How CISOs should prepare for the new identity era

The need for CISOs to implement improved identity systems or build something akin to an identity fabric will arrive quickly, although experts say it’s critical to have fundamental cybersecurity hygiene measures in place before even thinking about tackling a more comprehensive identity program.

“The analogy I use is if you don’t have good hygiene, then anything new that you do would be bad,” Oleria’s Gajjala says. “If you don’t have good body hygiene and all of a sudden you bought a thousand-dollar suit, that doesn’t change the fact that you have bad hygiene.”

Once the security basics are in place, preparing for the coming AI identity challenges should be a deliberate process that is not to be rushed. “You literally have to start from ground zero and think about how I am granting access to the data that I care about and how I measure that, and then how do I automate that in a way that I stay on top of this problem all the time,” Aireon’s Clay says.
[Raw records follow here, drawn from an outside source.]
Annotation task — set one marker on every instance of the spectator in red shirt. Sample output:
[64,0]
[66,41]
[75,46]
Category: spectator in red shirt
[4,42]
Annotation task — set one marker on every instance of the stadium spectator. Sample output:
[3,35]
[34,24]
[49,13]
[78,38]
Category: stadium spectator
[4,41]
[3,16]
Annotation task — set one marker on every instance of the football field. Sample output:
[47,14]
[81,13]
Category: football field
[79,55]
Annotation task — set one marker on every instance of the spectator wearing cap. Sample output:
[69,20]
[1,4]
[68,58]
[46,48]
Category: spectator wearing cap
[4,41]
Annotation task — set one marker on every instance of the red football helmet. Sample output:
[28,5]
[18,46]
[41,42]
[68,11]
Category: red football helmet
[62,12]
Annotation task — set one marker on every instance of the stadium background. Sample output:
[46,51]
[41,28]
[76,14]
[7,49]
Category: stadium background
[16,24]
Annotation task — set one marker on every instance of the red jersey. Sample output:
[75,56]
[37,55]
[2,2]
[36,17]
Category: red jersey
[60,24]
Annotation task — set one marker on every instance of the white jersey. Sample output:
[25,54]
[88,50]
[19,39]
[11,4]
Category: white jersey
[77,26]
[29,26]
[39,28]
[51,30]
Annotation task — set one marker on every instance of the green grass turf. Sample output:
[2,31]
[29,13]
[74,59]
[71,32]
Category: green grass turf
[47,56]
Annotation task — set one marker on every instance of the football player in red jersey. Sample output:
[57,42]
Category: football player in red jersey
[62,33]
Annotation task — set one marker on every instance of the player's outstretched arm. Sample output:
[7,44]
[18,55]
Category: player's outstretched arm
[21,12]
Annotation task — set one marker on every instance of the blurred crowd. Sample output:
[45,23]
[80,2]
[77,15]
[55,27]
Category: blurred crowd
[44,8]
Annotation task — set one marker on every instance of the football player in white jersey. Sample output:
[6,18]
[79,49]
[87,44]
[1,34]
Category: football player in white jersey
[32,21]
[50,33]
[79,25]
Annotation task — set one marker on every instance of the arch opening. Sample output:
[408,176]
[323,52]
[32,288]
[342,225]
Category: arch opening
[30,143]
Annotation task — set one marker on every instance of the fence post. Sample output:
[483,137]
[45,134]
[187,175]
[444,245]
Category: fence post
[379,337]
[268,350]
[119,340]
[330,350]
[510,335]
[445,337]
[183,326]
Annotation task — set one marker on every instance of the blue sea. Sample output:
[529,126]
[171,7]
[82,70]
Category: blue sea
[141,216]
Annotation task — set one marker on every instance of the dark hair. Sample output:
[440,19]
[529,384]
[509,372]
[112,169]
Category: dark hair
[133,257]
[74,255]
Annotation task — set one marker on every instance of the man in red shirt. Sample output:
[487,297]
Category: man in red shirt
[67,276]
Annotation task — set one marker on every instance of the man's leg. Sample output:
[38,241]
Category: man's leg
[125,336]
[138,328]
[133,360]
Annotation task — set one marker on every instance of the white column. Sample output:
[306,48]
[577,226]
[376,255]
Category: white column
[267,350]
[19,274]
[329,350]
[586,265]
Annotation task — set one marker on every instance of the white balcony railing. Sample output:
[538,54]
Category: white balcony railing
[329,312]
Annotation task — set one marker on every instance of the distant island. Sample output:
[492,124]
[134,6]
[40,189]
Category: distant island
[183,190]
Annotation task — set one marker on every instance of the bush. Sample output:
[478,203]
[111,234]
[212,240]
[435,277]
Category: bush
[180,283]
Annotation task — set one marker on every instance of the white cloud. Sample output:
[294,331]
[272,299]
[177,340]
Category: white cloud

As is always the case when introducing new security programs into the organization, CISOs should work with decision-makers to pave the way for changes. “What we want CISOs to do is to work with their enterprises to say, we really need to have these solutions and put in place those security standards and models for identity and authentication before adopting new solutions,” says Frey, of TELUS.

Like any other major security effort, “it always starts in the most boring and horrible place ever, which is governance,” Clay says. “You have to really start to understand what I am trying to protect and how I am trying to protect it before you start building tools and processes and everything else. Then that governance process is: A user can do this, this administrator can do that, this person can do this.”